Fıtır bayramı, kendisine özgü ibadet ve ameller içermektedir. Masumların (as) rivayetleri de bu doğrultuda olmakla birlikte birkaç özel duaya da işaret etmektedir.
Masumların (a.s) sözlerinden de istifade edildiği üzere Fıtır bayramı günü, ödül alma günüdür. Buna binaen bu günde insanın çokça dua edip Allah'ı anması ve gününü miskin ve tembel bir şekilde geçirmeyip dünya ve ahiret hayrını elde etmek için çaba göstermesi müstehaptır. Bayram namazının kunutunda şöyle diyoruz: "İlahi! Müslümanlara bayram, Muhammed'e ve Onun ailesine birikim, şeref, keramet ve fazilet karar kıldığın bu gün hakkına; senden Muhammed ve Ehlibeyt'ine salat etmeni ve beni Muhammed ve Ehlibeyt'ini dahil ettiğin her hayra dahil etmeni, Muhammed ve Ehlibeyt'ini uzak tuttuğun her kötülükten beni de uzak tutmanı istiyorum senden. Salat ve selamın ona ve Ehlibeyt'ine olsun. Ey Rabbim! Senden, senin layık kullarının istediklerini talep ediyor, çekinen kullarının sana sığındığı şeylerden ben de sana sığınıyorum."
Yine Sahife-i Seccadiye'de İmam Seccad (a.s)'dan mübarek ramazan ayına veda ve gelecek olan Fıtır bayramını karşılama münasebetiyle rivayet edilen bir duada şöyle geçmekte:
"Ey Rabbim! Muhammed'e ve Ehlibeyt'ine selam eyle ve bu ayda musibetimizi telafi et.

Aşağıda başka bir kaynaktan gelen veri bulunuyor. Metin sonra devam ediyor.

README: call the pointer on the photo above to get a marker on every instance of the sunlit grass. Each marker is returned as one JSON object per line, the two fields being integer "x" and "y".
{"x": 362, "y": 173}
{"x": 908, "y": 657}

Ve Fıtır gününü bizim için seçkin ve mübarek bir bayrama dönüştür. En iyi gün, affına mazhar olduğumuz ve günahlarımızın yıkandığı gündür. O halde bu günü hakkımızda en iyi gün karar kıl. Allah'ım gizlide ve aşikârda günahtan uzak durmayı nasip et bize. Ey Rabbim! Bu Fıtır bayramımızda ki müminler için mutluluk ve bayram, Müslümanlar için toplanma ve birbirlerini gözetme günü olarak tayin ettin bulaştığımız her günahtan, yaptığımız her kötü işten ve hareketimize, dış görünüşümüze yansıyan, yakışık almayan her niyetimizden, bu günde sana yöneliyor ve tövbe ediyoruz. Öyle bir tövbe ki onda asla günaha dönüş olmasın. Öyle bir dönüş ki onda asla masiyete meyil olmasın.
İlahi! Bu bayramı bütün müminlere mübarek kıl. Ve bu günde sana yönelme başarısını ve tevfikini, günahlardan tövbeyi inayet buyur..
Hadislerde Ramazan Bayramı
-Cabir’in İmam Bakır’dan (a.s) rivayet ettiğine göre Peygamber Efendimiz (s.a.a) şöyle buyurmuştur: “Şevval ayının birinci günü (Ramazan bayramı) geldiğinde bir melek “Ey müminler erkenden ödüllerinize (mükâfatlarınıza) doğru koşun” diye nida eder. Daha sonra şöyle buyurdu: “Ey Cabir! Allah’ın ödülleri padişahların ödülüne benzemez.” Ardından da şöyle buyurdu: “O gün mükafat ve ödüller günüdür.”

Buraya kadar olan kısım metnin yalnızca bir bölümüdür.